Los secretos de Erqueyez
SERGIO VILLANUEVA
Sábado, 14 de junio 2008, 04:26
A quella mañana en la que la tierra se presentaba una vez más como si se tratase de un extraño e infinito yunque pulverizado en naranja, equilibrándose con un límpido e intenso azul tan puro como los corazones de los niños saharauis y sus almas, Daha Besdela vino con el jeep hasta la atalaya donde dormíamos junto a los escasos soldados del Frente Polisario y algún que otro preso marroquí que libremente se paseaba por los alrededores cercanos que ya habían confirmado exentos de restos de bombas de racimo y sus consecuentes posibilidades funestas.
Con este tipo de bombas se pretendió acabar con toda una etnia de pastores nómadas. Lanzadas vilmente desde los cazas marroquíes, al estallar en tierra saltaban de sus tripas de hierro otras pequeñas asesinas por doquier, quedando dormidas a la espera de que otro niño o anciano las pisase con sus inocentes pies desnudos. Nos habían marcado límites para pasear por los alrededores. Sí, en cualquier lugar podría haber una de esas pequeñas arpías esperándonos hambrientas de nuestras piernas o existencias. Daha pensaba en eso mismo segundos antes de bajar del jeep. Salió de su ensimismamiento y nos despertó con el fin de cumplir su palabra. Esa mañana nubil y clara nos llevaría hasta Erqueyez y sus mismas entrañas.
La idea había surgido unas noches atrás, mientras tomábamos té bajo una cúpula de infinitas estrellas desparramadas mágicamente hasta el suelo nocturno, helado y violáceo de arena, le comenté a mi amigo que uno de los lugares que quería conocer antes de morir era Tassili n'Ajjer, en Argelia, para comprobar personalmente en sus cordilleras ciertas pinturas rupestres incómodas para unos, y para otros tan clarificadoras. Daha, explicó que también cerca de Tifariti existía un lugar que contenía ese tipo de huellas y pinturas. En ellas, había constancia de cierta leyenda que en el desierto del Sahara siempre se ha asumido como cierta. Al parecer, convivieron junto con los hombres, hace mucho, mucho tiempo, unos seres de tez muy blanca, de estaturas enormes y notables sabidurías que dejaron entre otros el legado de la agricultura. Nos quedamos todos suspendidos en un denso silencio.
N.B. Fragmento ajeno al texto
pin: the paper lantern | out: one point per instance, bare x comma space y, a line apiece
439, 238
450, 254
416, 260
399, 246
Cuando el desierto no era desierto, y sí un vergel, donde los leones y las jirafas campaban a sus anchas entre la vegetación tupida, el hombre mataba momentos de ocio pintando lo que literalmente acontecía frente a sí mismo, hace más de diez mil años desde la altura de su cueva. Más que por ornamentación estas pinturas servían para narrar historias de hijos a nietos, siendo el precedente de la escritura, de las novelas, del cine, de la fotografía, de la memoria gráfica en definitiva.
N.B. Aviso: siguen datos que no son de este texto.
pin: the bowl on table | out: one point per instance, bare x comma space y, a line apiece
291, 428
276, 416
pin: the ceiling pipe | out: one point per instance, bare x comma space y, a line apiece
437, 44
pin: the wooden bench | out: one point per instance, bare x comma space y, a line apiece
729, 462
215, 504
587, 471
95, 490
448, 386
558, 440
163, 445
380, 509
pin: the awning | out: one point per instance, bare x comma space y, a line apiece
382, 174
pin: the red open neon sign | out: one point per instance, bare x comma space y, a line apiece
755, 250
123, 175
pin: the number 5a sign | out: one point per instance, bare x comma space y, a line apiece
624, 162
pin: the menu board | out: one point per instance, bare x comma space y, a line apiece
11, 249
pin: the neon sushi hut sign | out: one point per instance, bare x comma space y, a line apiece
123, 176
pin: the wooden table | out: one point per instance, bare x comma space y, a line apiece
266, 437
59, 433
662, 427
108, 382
Pero lo que no sabían esos sencillos hombres del Neolítico es que esas cuevas, a su vez, eran formaciones rocosas erosionadas por las corrientes del océano de hace millones de años, cuando el Sahara era la profundidad misma de las inabarcables e infinitas aguas habitadas por enormes y enigmáticas bestias marinas. Por ello hoy existen tantos fósiles marinos que son el preciado regalo de los soldados del Polisario a sus buenos amigos como despedida.
Daha culminó su tercer vasito de té, y al tiempo que nos deseaba unas buenas noches prometió guiarnos hasta Erqueyez. Sería su regalo. Uno de los más especiales que he recibido en toda mi vida.
Días más tarde nos encontrábamos en ese mismo conjunto de Cordilleras. El jeep quedó como una casi imperceptible mota de polvo en la extensión del árido paisaje que poco a poco iba quedando abajo a medida que continuábamos ascendiendo guiados por Daha por las formaciones rocosas. Con prontitud y prestancia nos llevó a los puntos mismos de las pinturas en las que pude comprobar representaciones de animales propios de la actual sabana africana, cazadores, mujeres en rituales de danza, y junto a ellos, otros seres mucho más altos, como gigantes bien diferenciados, y con la cabeza blanca. Mostrando una sonrisa sincera pero con cierto atisbo de pesadumbre, Daha dijo en ese mismo momento que cada vez quedaban menos pruebas de los gigantes en las rocas porque venían hombres y picaban para llevarse esas extrañas pinturas. "¿Hombres? ¿qué hombres?", le pregunté... "Americanos. Ellos buscan estas pinturas"
No sería la única vez que me sentiría un improvisado Indiana Jones, en medio de una curiosa teoría.